Coaching Loss and Grief

Sometimes clients come to our sessions with heavy hearts: they have just lost something or someone important to them: a job, a client or even an important person in their life. Maybe they did not lose something but a hope was disappointed: they did not get the promotion, the university they wanted to attend did not accept them or the date that they had been looking forward to was horrible.

How can we support our clients in these type of situations?

Here are some thoughts that are heavily inspired by Michael White’s article: “Saying hullo again” which you can access at Dulwich Centre.

  1. Listen for what is important about what was lost or did not materialize

This is a bit counterintuitive — do we really want to encourage people to talk about what was lost? Yes, we do. Picture an Irish wake for a person who passed away: People are relishing in the memory of who was lost. They tell stories, laugh and cry and remember. It is a very human and healing way to come to terms with loss: remembering what was important about this.

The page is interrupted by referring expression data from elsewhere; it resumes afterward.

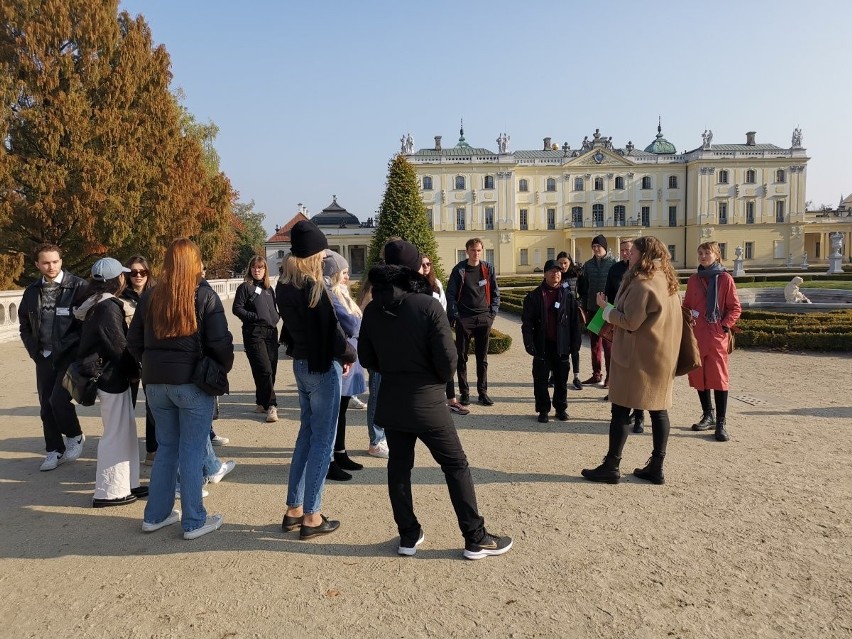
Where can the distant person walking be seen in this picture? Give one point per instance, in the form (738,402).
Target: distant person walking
(711,296)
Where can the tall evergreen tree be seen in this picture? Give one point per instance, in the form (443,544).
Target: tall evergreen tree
(95,154)
(403,214)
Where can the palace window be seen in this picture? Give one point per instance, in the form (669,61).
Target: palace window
(597,214)
(577,216)
(723,213)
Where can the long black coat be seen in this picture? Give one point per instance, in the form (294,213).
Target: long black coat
(406,337)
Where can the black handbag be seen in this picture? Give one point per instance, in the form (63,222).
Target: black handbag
(81,379)
(208,374)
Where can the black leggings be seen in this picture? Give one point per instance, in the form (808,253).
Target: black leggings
(619,427)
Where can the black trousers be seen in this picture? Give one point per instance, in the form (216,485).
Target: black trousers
(261,344)
(58,415)
(478,328)
(447,450)
(542,369)
(150,424)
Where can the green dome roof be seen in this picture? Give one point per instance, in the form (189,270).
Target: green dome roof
(660,145)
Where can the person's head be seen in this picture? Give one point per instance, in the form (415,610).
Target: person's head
(564,260)
(473,248)
(599,246)
(139,277)
(624,249)
(648,254)
(48,260)
(552,273)
(172,307)
(258,271)
(709,253)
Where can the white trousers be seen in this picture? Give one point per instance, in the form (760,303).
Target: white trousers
(118,450)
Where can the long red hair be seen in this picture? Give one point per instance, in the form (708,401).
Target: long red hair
(172,307)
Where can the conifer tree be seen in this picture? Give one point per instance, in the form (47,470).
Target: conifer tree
(403,214)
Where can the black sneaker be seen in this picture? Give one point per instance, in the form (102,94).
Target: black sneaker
(408,546)
(488,546)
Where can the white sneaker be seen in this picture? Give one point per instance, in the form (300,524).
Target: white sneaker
(74,447)
(379,450)
(52,460)
(173,518)
(227,467)
(204,492)
(214,522)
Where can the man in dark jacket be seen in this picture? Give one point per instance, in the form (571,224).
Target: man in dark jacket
(550,327)
(406,337)
(592,282)
(51,333)
(472,303)
(613,282)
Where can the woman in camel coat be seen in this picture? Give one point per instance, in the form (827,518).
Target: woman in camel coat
(648,323)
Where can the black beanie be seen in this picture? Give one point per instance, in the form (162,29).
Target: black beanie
(600,239)
(306,239)
(403,253)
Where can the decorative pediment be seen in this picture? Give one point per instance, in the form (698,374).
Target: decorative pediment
(598,157)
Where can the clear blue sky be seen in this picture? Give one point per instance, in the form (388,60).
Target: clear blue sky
(312,98)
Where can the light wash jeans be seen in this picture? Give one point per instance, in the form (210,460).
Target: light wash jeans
(183,413)
(319,401)
(376,433)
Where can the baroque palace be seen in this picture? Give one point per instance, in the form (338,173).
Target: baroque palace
(528,205)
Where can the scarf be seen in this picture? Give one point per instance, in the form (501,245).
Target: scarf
(711,274)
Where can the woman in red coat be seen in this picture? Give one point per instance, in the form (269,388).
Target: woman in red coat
(711,296)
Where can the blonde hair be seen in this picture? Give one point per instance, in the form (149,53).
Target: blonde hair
(654,256)
(343,295)
(305,272)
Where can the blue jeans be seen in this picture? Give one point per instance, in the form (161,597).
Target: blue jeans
(319,401)
(376,433)
(183,413)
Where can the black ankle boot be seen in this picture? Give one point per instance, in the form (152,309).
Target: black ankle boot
(707,421)
(345,463)
(653,471)
(607,472)
(336,473)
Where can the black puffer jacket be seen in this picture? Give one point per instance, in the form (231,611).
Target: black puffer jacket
(172,360)
(405,336)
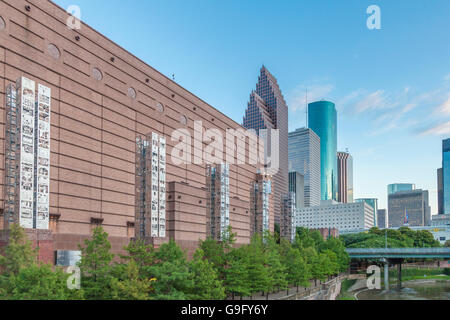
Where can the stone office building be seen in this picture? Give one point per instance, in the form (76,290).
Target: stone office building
(103,100)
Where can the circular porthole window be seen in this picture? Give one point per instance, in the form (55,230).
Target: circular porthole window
(132,93)
(97,74)
(53,51)
(159,107)
(2,24)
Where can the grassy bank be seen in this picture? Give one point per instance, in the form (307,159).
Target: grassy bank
(418,274)
(345,295)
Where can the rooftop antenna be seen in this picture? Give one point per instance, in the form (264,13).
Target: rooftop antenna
(306,107)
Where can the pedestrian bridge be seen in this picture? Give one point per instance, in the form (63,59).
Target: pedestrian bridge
(399,253)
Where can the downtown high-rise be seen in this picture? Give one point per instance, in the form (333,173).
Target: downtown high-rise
(267,110)
(444,198)
(322,119)
(304,158)
(345,177)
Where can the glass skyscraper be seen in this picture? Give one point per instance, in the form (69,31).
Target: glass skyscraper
(440,192)
(446,175)
(373,202)
(396,187)
(304,158)
(322,119)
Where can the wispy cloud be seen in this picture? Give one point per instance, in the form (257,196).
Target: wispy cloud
(437,130)
(298,97)
(444,108)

I hear you say: “Fine, but how do you do that with a lost job?”. Maybe like this: “What did you appreciate most about the old job?”, “What are some things that you really want to make sure to have in the next job?”, “Are there things that you did not like and want different in the next one?”

In any case, leave room for the melancholy, the grief, the reminiscing without digging yourself and the client into a hole: Listen for “what was wonderful and important about this” rather than “how sad I am that it is no longer there” without judging the client for feeling sad. That’s normal and will fade as time goes by.

2. Slowly move from what the person valued about what was lost to a future orientation incorporating what was valuable

In working with grief, we can ask about what the person we lost would love to see our clients take forward, what they valued in the relationship, how that can live on. The same goes for many of these situations: “If you found a job that incorporated all the good bits of the old and you did not have to deal with the bits that you did not care for — what would that look like?”

Get a detailed description of what this will look like, what the client would be noticing and what other people would be noticing about the client if they can keep the important bits of what was lost alive. Here are some sample questions:

  • So nice that you connected with uncle Thomas around his strange sense of humor. If you kept that alive — what would tell you that this piece of your relationship was continuing onwards?
  • Ah — what you valued in your old job was the fun, the supportive atmosphere, the challenges — what else are you looking to keep? What would you like to change in a new job?

3. Start developing a coaching agreement from there

“Figuring out how to keeping important things alive” is a much better coaching agreement than “Coming to terms with a loss”. It allows for much more exploration and forward movement.